Depuis l’accession au pouvoir du tandem formé par Bassirou Diomaye Faye et Ousmane Sonko, le Sénégal vit une séquence politique inédite, marquée par de fortes attentes populaires et une volonté affichée de rupture avec les pratiques du passé. Porté par une dynamique électorale exceptionnelle, ce duo incarne pour beaucoup l’espoir d’une gouvernance plus transparente, plus souveraine et plus proche des préoccupations citoyennes. Pourtant, à mesure que l’horizon de 2029 se profile, une interrogation majeure s’impose : cette alliance tiendra-t-elle face aux réalités du pouvoir ?
Au cœur du débat, la complémentarité entre les deux hommes apparaît comme un atout déterminant, mais aussi comme un équilibre fragile. D’un côté, Bassirou Diomaye Faye, président en exercice, incarne la responsabilité institutionnelle, la stabilité et la conduite des affaires de l’État.

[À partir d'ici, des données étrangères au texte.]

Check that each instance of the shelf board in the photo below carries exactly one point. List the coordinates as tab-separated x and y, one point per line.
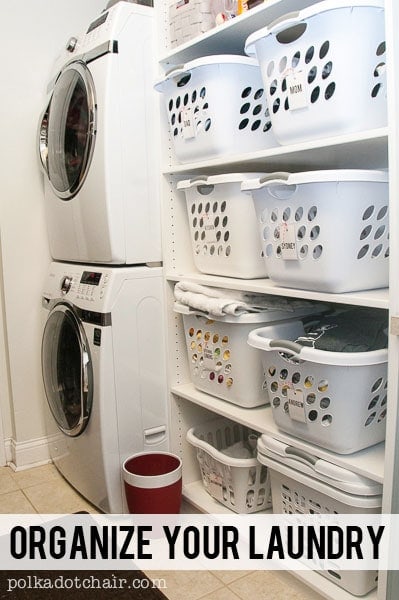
373	298
368	462
230	37
360	150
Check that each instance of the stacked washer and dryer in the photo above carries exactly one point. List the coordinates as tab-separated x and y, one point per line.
103	353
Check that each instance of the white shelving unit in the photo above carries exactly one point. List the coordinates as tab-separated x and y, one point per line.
368	150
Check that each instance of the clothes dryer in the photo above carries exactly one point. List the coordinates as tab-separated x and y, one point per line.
104	373
98	143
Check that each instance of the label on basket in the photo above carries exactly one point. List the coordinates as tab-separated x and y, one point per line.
296	405
215	486
296	88
208	358
188	123
209	228
288	241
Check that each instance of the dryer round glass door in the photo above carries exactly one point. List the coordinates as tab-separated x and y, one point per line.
71	130
67	370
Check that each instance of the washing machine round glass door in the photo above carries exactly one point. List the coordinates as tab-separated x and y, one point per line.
67	370
68	129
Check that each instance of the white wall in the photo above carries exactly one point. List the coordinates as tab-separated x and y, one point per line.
32	33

De l’autre, Ousmane Sonko, figure charismatique et architecte du projet politique, demeure un acteur central dont l’influence dépasse largement les cadres formels du pouvoir. Cette dualité, si elle est maîtrisée, peut constituer une force. Mais mal gérée, elle pourrait devenir une source de tensions.
Pour de nombreux observateurs, la clé réside dans la capacité de Sonko à soutenir pleinement l’action présidentielle, sans ambiguïté ni rivalité implicite. Une collaboration sincère et cohérente permettrait non seulement de consolider les réformes engagées, mais aussi de renforcer la crédibilité du pouvoir en place. Dans un contexte où les attentes sociales sont fortes — notamment sur les questions d’emploi, de justice sociale et de souveraineté économique — l’unité au sommet de l’État apparaît comme une condition essentielle de réussite.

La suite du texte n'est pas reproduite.